Except that my brain and body think they know better.  My brain is like, “You think you are not stressed, but wait!  Now you will snap at people you care about and start crying for no reason!  MuHAH!”  And my body’s like, “You seem too serene.  Perhaps I should break.  All of me.  At once.”

So, witness this week of my life, wherein I accomplished much (advisor says at this rate I should be able to turn in a draft of paper to my second reader within two weeks, yay!), but also went on random crying jags and fell apart.

See, I starting running again, for stress reduction, aka to keep myself sane during this pressure-cooker exam process.  Then on Friday I realized my running shoes (less than a year old, a present from my mom) were hurting my feet; it was as if I was walking on a thick metal bar every time I took a step.  I figured, “eh, time to get new shoes” and that it’d go away in a day or two.  Jim and I went for a walk in the neighborhood on Sunday (it’s been 60 degrees here in Chicago, WTF gorgeous) and halfway through my left foot hurt so bad I had to sit down.  I limped home and stayed off it all day Monday and Tues. Did the ice/heat thing, took painkillers, massaged it, etc.; there’s no sign of swelling or strain, and it doesn’t hurt unless I put weight on it.

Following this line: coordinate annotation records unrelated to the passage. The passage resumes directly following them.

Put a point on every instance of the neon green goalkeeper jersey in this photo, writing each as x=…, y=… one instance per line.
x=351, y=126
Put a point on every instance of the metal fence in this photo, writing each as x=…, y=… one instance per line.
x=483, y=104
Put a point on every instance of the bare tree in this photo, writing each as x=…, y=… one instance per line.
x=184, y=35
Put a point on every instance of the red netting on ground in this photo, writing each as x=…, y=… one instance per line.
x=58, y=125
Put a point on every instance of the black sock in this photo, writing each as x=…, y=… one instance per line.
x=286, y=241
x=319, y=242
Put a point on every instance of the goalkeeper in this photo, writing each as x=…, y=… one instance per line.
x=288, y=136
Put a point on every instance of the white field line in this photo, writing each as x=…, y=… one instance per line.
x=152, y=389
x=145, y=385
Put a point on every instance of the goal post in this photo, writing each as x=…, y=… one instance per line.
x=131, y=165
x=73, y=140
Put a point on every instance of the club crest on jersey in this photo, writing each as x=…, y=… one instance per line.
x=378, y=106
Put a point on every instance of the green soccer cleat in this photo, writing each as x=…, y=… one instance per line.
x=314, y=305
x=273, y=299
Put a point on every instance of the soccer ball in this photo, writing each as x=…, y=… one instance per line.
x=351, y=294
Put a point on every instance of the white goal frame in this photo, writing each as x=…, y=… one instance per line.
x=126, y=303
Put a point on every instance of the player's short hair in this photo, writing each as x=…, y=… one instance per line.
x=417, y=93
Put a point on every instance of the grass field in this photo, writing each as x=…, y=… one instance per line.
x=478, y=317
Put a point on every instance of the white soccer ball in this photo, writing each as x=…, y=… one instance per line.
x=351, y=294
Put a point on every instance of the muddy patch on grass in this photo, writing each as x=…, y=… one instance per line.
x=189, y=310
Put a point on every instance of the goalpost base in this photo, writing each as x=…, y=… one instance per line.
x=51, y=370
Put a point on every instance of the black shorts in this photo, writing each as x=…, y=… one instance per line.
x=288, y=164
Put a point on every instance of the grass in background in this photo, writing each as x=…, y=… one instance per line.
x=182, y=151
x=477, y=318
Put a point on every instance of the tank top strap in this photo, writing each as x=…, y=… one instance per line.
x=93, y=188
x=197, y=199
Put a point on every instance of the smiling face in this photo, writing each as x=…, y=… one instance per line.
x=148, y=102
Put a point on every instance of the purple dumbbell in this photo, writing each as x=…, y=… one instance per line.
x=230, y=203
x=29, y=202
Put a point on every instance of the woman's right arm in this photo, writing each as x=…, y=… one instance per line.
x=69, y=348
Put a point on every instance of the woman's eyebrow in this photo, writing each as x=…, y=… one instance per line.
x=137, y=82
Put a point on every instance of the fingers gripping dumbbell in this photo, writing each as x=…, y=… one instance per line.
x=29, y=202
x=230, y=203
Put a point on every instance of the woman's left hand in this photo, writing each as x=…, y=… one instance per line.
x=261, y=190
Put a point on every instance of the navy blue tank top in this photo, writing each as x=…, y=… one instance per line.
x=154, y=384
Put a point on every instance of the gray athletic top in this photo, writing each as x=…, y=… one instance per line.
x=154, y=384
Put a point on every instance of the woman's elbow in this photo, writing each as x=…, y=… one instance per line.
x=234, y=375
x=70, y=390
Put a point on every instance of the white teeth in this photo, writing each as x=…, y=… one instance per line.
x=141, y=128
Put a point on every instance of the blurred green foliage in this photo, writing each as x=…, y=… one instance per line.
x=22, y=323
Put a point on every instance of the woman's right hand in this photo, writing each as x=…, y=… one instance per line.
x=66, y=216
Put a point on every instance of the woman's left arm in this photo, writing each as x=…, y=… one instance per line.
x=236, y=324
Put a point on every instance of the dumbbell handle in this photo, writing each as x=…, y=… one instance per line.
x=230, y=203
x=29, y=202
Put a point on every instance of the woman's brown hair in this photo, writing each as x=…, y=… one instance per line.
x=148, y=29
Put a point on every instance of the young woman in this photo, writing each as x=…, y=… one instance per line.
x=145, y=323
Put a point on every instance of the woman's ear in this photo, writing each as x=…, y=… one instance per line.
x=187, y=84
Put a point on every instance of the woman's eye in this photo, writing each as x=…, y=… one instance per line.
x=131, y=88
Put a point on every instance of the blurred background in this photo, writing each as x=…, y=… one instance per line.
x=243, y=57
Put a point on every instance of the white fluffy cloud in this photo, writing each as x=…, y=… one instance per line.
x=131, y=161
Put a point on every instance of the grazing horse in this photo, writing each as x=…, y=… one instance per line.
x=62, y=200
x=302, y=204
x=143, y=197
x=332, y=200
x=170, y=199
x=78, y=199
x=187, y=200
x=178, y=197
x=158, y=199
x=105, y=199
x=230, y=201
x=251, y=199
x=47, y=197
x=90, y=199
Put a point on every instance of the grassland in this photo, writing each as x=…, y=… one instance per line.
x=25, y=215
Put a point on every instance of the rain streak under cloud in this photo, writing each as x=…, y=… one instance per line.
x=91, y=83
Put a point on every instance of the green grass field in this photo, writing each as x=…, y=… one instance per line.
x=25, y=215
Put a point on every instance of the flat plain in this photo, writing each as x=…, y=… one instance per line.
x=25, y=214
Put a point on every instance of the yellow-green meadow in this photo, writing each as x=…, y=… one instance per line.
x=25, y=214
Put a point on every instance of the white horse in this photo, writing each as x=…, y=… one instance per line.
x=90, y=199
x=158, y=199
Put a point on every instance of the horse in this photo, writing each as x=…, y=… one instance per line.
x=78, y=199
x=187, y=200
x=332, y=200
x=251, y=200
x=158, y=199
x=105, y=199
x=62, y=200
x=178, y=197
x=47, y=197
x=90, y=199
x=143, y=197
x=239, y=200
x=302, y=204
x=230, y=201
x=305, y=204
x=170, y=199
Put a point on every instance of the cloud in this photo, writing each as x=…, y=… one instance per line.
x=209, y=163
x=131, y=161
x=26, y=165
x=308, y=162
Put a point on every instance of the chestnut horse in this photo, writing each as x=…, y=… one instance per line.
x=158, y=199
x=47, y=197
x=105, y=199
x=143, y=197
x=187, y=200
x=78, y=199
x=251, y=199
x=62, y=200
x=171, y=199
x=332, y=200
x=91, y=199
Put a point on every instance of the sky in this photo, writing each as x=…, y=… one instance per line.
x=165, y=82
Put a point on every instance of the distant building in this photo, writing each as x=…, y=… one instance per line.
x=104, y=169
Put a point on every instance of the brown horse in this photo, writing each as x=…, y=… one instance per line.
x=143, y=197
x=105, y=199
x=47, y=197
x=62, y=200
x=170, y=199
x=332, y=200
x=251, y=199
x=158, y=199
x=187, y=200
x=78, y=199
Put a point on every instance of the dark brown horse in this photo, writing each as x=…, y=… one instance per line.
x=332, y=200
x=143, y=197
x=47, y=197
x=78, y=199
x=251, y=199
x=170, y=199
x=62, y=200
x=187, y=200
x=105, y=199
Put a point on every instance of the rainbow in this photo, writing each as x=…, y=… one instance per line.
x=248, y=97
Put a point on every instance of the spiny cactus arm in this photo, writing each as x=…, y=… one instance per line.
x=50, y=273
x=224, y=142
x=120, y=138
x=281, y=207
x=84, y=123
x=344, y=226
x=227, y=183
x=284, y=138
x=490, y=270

But I barely made it through work today, and I was in tears multiple times, even on many painkillers.  Got X-rays taken, and there’s no fracture, so basically it’s just a “your feet are awful (fallen arches, hammertoes, the works); take a bunch of Motrin and good luck.”  Thanks for nothing, body.  Amazing that I can incapacitate myself completely while walking at a leisurely pace in comfortable sneakers.  Sigh.

So, from here on out, I’m going to TRY to be stressed, because keeping my cool is just not working; body and brain conspire to make sure I feel the anxiety I’m repressing.  This shouldn’t be too difficult, because without exercise, I turn into a raging maniac in 2.2 days, and I can’t walk like this, let alone run.  Oh, and the best part?  I have a hard-to-snag meeting (which I just can’t reschedule, not this close to exam day) with one of my committee members tomorrow, so I get to hobble onto public transportation and hoof it up to my office and back AGAIN tomorrow morning.

I do believe I may hie myself to a Walgreens and purchase one of these:

I can’t wait to shoo children off my nonexistent lawn like a proper thirty-something.